Electronics Products Available

Nov 16
2009






Electronics Products Available
Quantitative Analysis help needed. determine the total cost in the following situations:?

The manager of a nearby electronics store, Great Purchase, sells lots of really cool electronic equipment. It is important that the store have plenty of products on hand in order to satisfy impulse purchases. However, excess inventory can eat into profit. It is a tough position to straddle. On average, the store sees sales of a particular hand-held computer of 100 units a month. 95% of the monthly demand ranges from 60 to 140 units. For every extra unit in inventory that is not needed in a month costs the store $25 in lost interest. But, for every unit not available to sell costs the store $40 in lost profit in a month. Your task: determine the total cost in the following situations:
1) Having exactly 100 units on hand every month;
2) Having a policy of meeting 90% of monthly customer demand on hand;
3) Having a policy of meeting only 40% of monthly customer demand on hand.

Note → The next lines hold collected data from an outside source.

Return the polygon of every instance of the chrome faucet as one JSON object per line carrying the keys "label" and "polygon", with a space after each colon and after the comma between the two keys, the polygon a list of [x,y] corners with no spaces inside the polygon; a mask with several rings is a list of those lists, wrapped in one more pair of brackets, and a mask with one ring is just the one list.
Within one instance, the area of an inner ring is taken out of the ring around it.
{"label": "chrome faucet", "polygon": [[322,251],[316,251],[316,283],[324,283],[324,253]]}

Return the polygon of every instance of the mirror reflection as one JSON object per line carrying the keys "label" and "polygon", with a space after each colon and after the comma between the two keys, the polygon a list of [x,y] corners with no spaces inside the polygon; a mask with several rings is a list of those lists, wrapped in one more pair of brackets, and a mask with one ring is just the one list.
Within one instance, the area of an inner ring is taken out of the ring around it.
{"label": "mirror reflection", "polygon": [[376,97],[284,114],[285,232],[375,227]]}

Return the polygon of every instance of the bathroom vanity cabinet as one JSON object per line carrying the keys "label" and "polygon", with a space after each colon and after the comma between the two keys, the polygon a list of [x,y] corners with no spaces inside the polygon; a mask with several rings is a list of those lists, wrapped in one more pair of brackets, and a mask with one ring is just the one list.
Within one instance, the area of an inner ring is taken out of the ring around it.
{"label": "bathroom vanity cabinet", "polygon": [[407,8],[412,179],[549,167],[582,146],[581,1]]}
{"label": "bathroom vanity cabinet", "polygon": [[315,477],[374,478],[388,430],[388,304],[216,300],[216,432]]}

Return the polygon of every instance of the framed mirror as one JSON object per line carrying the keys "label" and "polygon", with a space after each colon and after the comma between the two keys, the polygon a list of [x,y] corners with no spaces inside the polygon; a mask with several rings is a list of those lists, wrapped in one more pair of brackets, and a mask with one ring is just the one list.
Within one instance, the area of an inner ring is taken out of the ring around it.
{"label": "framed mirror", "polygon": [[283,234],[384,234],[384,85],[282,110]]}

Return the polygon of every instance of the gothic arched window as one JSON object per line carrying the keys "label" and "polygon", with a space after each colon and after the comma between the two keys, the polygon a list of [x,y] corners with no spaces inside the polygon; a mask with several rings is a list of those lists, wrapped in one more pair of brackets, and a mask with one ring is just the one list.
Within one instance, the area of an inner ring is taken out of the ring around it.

Please explain how you solved each.

One has to make some assumptions here and I have to say that I've never encountered a problem worded quite this way in any of the economics classes I took during college (I have my bachelor's degree in economics).

Well, the marginal cost is $25 and the opportunity cost, which is the gross financial profit, is $40. The marginal revenue is $40 of profit + $25 of cost or $65. I'm assuming a perfectly competitive market with normal price elasticity of demand and that all costs are accounted for (i.e. financial profit = economic profit). Also, in answering these question, I'll assume everything else is held equal.

The best I can say is that 1) 100 units * $25 (assuming that's the cost of each unit: the problem says it's interest and gives no cost) is $2,500 of cost, ceteris paribus.

2) One can assume from the fact that "on average, the store sees sales of...100 units," that the average demand is 100 units. Therefore, 90% of customer demand would be 90 units * $25 or $2250. The demand ranges from 60 to 140, however, accounting for approximately 3 standard deviations so the cost could be from $1350 (60 * 0.9 * $25) to $3150 (140 * 0.9 * $25) resulting in from $2160 to $5040 in profits (again, all else equal).

3) This policy is really a strange one because it is not profit maximizing which is not the typical behavior of a perfectly competitive firm. However, using the same forumla above, one can assume an approximate cost of $600 to $1400 with an average of $1000 and profits ranging from $960 to $2240.

That's the best I can do the problem. I might be wrong but I'm looking at it from an economics (and not an accounting) standpoint while making some assumptions. I hope this helps a little! Good luck!